Is watching TV for 20 minutes, or even an hour, that bad? Especially after a day of stimuli and interaction and fun? I don’t think so. And the odd sub-standard meal is also ok. I genuinely believe the two previous sentences. Yet here I am, rationally thinking it’s fine whilst feeling guilty, no matter what.
I’m not alone in feeling this way. Mothers across the globe report feeling guilty about something and its contrary several times a day. And that’s before we add the guilt of going to work. Of staying home. Of looking after yourself with a hairdresser’s appointment twice a year. Of not looking after yourself at all.
In my quest to get rid of this wasteful thing that is mum guilt, I came across this great article in the Huffington Post on managing mum guilt. I pulled the quote below:
The best way to survive and thrive as a working mom is to get comfortable not giving 100 percent to everything all the time, and remembering that 80 percent is usually enough.

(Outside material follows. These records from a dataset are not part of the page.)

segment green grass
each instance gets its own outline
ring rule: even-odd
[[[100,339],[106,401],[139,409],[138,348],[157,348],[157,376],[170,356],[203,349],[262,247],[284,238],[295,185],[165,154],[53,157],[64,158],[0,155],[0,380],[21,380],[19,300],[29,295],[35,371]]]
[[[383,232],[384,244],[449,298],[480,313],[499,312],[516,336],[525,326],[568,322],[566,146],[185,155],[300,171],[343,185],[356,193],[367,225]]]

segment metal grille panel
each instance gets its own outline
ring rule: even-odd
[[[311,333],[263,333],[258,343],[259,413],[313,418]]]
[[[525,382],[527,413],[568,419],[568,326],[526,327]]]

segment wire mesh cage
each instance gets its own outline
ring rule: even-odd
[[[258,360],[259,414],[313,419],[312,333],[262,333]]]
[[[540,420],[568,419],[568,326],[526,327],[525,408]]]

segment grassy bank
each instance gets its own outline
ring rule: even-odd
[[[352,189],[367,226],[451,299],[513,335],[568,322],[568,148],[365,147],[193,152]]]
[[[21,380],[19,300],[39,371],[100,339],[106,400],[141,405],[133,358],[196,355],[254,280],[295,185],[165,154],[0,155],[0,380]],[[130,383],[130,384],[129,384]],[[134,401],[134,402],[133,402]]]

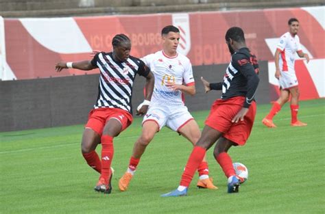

Yes, it really is! Really, really, really. And I need to frame this and remember how in reality, we’ve always been functioning at 80% because we always save a little to ourselves, to sip the coffee, to oxygenate the brain, to chat to colleagues, or read the news. We give it our all without realising 100% is not ours to give. And it’s only when the kids come along that all of the sudden our expectations on ourselves grows and somehow we must deliver above and beyond what’s real or achievable. Insert reality check now, Joey!
I would like to stop the guilt. I don’t have the solution yet, but I’m working on it! For now, just know it’s real. It’s there. All the freaking time! Hug a parent near you and tell them they’re doing a great job; they’ll like that!